Outre la belle entente entre adversaires politiques, les pièces du puzzle tombent en place sur la législature écoulée.

Nous nous étions demandé cinq ans durant pourquoi le PLR était une si piètre force d'opposition. Nous avons désormais la réponse. Depuis cinq ans, le PLR se donne le rôle de membre de la majorité. Les Municipaux du PLR avaient une si haute vision de cette "belle équipe unie" qu'ils finirent par se bercer de leur propre discours. Tombant des nues en découvrant que leur partenaire PS leur préfère la gauche plurielle, ils subissent un douloureux retour à la réalité.

L'entente PLR-PS explique bien des aberrations dont nous avons été témoins. Le manque de combativité des Municipaux PLR. La complaisance du groupe PLR votant main dans la main avec la gauche au Conseil Communal pour approuver budgets, dépenses et même l'augmentation de salaire des Municipaux. Pendant toute une législature, le PLR renanais s'est bel et bien comporté comme le partenaire de coalition des socialistes!

L'opposition, la vraie

Placés dans ce contexte, entendre les mêmes clamer aujourd'hui qu'il faudrait voter PLR au nom de la "santé financière de la ville" ou de la "sécurité" relève d'une hypocrisie que seuls ceux qui suivent les votes au Conseil communal peuvent apprécier pleinement.

Tout le PLR n'est pas à jeter, évidemment ; certains voyaient d'un bon œil la création d'une section UDC en ville et m'encouragèrent même à me lancer en politique pour dynamiser la droite locale. Ils n'auraient jamais imaginé le niveau de compromission atteint par les édiles de leur propre parti avec leurs prétendus adversaires de gauche.

Que les choses soient claires: le 20 mars la droite de Renens n'aura plus qu'un siège. Dans cette ville la gauche est encore plus forte qu'à Lausanne, c'est tout dire! Le seul enjeu de cette élection, le seul suspense en quelque sorte, consiste à savoir qui occupera ce septième siège. Il n'y a que trois candidats en lice, deux PLR et un UDC. L'incertitude électorale se produira donc uniquement à l'intérieur de la droite.

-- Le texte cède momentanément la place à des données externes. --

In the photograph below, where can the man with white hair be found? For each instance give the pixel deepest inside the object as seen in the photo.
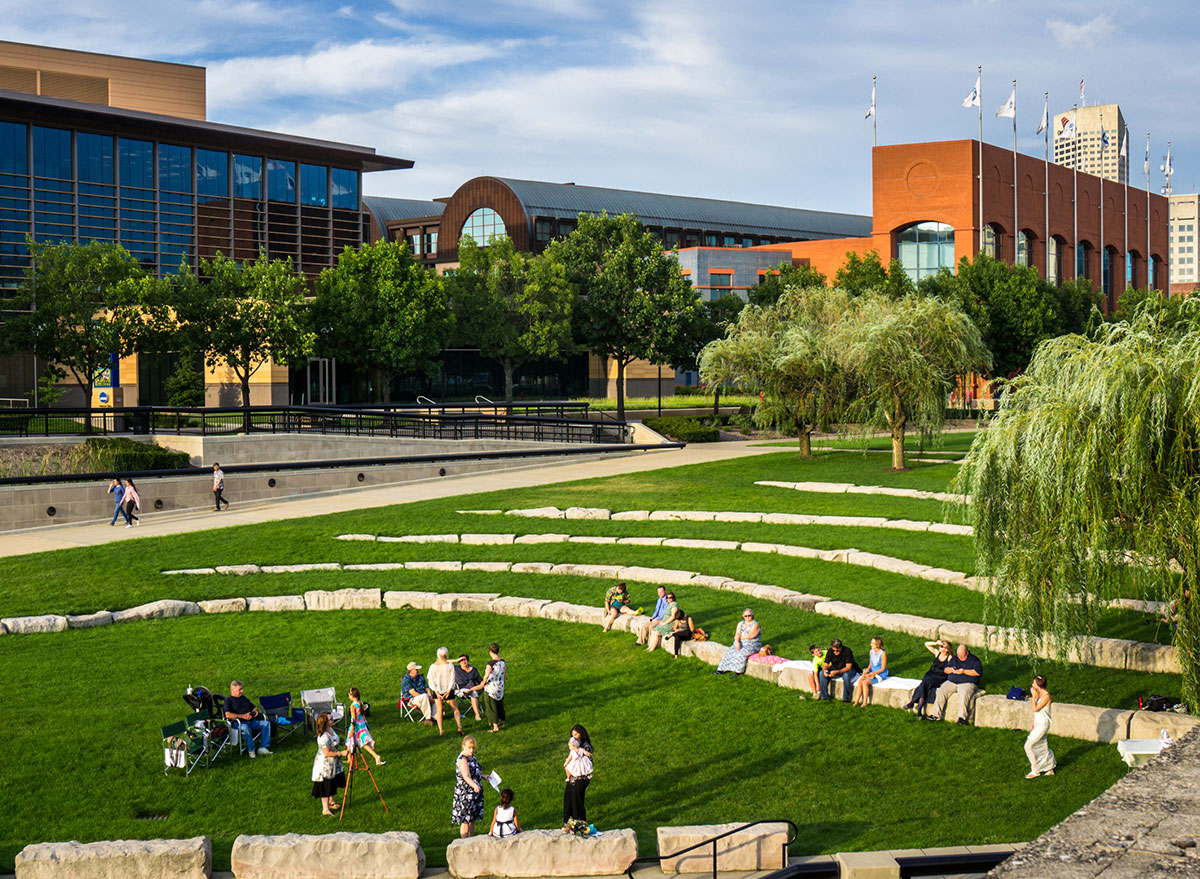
(442, 687)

Bien entendu, une campagne digne de ce nom amène son lot de coup pourris jusqu'à la dernière seconde. Les deux sortants du PLR savent compter ; n'ayant absolument aucune chance de sauver leurs deux sièges, leurs appels "solennels" sonnent bien creux. Ils ne visent qu'à siphonner les voix de la droite pour couper l'herbe à l'UDC, car là se situe pour eux la menace. Les électeurs déçus par leur pseudo-opposition pourraient se tourner vers l'UDC.

De par leurs compromissions avec la gauche, j'estime que MM. Dupuis et Golaz sont discrédités. Quoi qu'il advienne, leurs carrières politiques respectives s'achèvent le 20 mars. L'un sera éjecté, l'autre réduit dans ce qui sera probablement son dernier mandat au rôle de croupion d'une Municipalité massivement à gauche. Il est évidemment possible qu'ils soient évincés tous les deux.

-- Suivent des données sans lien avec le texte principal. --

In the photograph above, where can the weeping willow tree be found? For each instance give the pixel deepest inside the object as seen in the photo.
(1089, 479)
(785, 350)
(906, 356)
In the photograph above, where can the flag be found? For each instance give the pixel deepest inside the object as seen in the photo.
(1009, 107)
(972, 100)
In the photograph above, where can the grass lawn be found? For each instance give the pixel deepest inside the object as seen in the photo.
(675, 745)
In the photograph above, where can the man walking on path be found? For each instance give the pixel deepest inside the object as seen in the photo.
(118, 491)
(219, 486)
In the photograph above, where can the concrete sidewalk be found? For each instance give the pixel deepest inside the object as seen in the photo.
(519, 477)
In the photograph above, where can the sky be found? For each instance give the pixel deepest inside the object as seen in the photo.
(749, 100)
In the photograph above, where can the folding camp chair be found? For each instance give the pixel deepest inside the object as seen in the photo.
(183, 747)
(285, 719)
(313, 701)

Le choix en revient aux électeurs de droite de Renens. Souhaitent-ils perpétuer ce système de fausse opposition en soutenant le PLR, ou créer une réelle alternative avec l'UDC? Contraindre le PLR à un passage dans l'opposition le forcerait à se régénérer et enfin adopter une politique de droite. Il serait temps!

Il faudra probablement attendre 2021 pour voir émerger au niveau municipal une véritable opposition à Renens, entre une UDC expérimentée et un PLR enfin débarrassé de ses manigances politiques. Cela fait bien loin.

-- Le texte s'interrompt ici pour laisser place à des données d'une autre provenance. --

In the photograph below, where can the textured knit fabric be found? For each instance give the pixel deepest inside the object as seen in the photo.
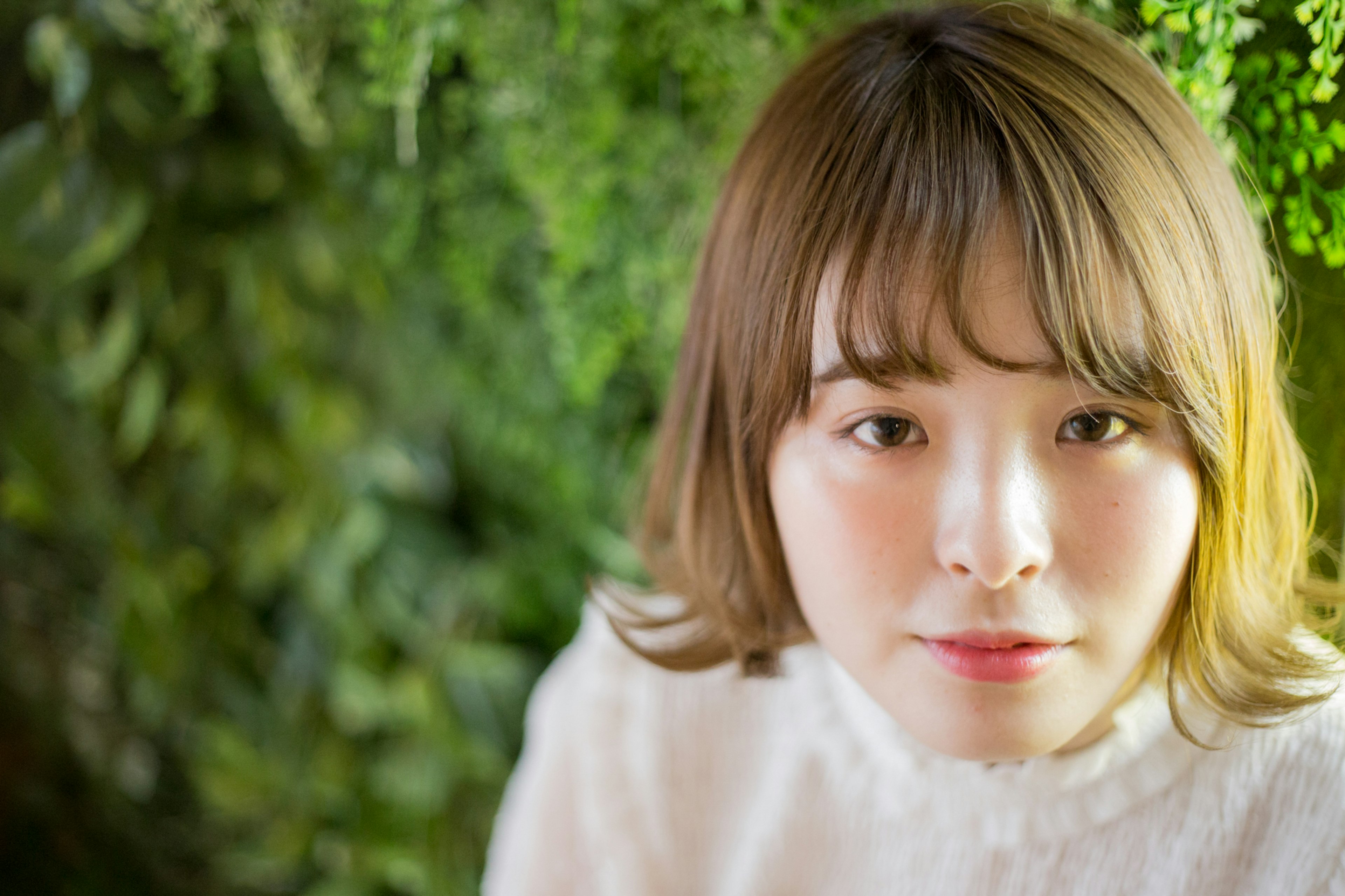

Mise à jour (11 mars): un débat sur le second tour a eu lieu jeudi soir sur La Télé, dans lequel j'ai pu lâcher quelques vérités bien senties.

Pour ceux qui n'ont pas une heure à perdre à regarder cette émission, voici le timing de mes interventions:

08:51 Analyse du premier tour
12:33 Les propos de Jean-Marc Dupuis et une petite riposte...
26:52 Développement urbain et fiscalité
39:32 RIE III
46:40 Des impôts élevés qui rapportent peu, un dilemme renanais

Commentaires

Si le PLR s'encouble, l'UDC trébuche souvent ... sans commentaire de votre part ?!?!